Nipples come in different sizes ranging from the preemie nipple, which is designed for premature babies, newborn nipples, which are appropriate for babies from newborn to 6-months-old, and nipples for babies who are 6-months-old or older. Each nipple has a different-sized hole in it. The best bottle nipple for a gassy newborn is one that is age-appropriate. If you use a nipple that is too large for a newborn, he will gulp and choke, triggering more gas.

Consider Type

An ideal nipple for a gassy baby is one that fits into her mouth correctly. There are a variety of nipple styles to choose from, some that help prevent gas. Vented, or anti-vacuum nipples, are designed to prevent nipple collapsing, which often triggers gas. Orthodontic nipples are flattened and designed to resemble the nipple of the breast. Angled nipples are slightly slanted to fit more comfortably into your baby’s mouth. Whichever nipple fits the best in your newborn’s mouth is the nipple that will best prevent gas.

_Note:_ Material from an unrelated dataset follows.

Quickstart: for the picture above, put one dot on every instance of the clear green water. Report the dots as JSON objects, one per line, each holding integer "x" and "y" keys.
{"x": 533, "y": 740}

Air must flow through the bottle to replace the milk that you baby sucks out. Check that the nipple you use isn’t so tightly secured that it prevents any air from reentering the bottle. In addition, make sure that the nipple you use flows slow enough that it takes about 20 minutes for your baby to complete his feeding. If the flow is too rapid, your baby may gulp air along with the milk, leading to even more gas.


Although the correct bottle nipple is imperative to prevent gas, consider the bottle itself as well. Angled bottles are designed to decrease the amount of air that your baby sucks in. In addition, plastic liner inserts allow you to squeeze out any unwanted air from the bottle as your baby feeds. Even the best bottle nipple will not cause your baby’s gas to completely disappear -- unfortunately, gas is a natural symptom of digestion that can’t always be avoided.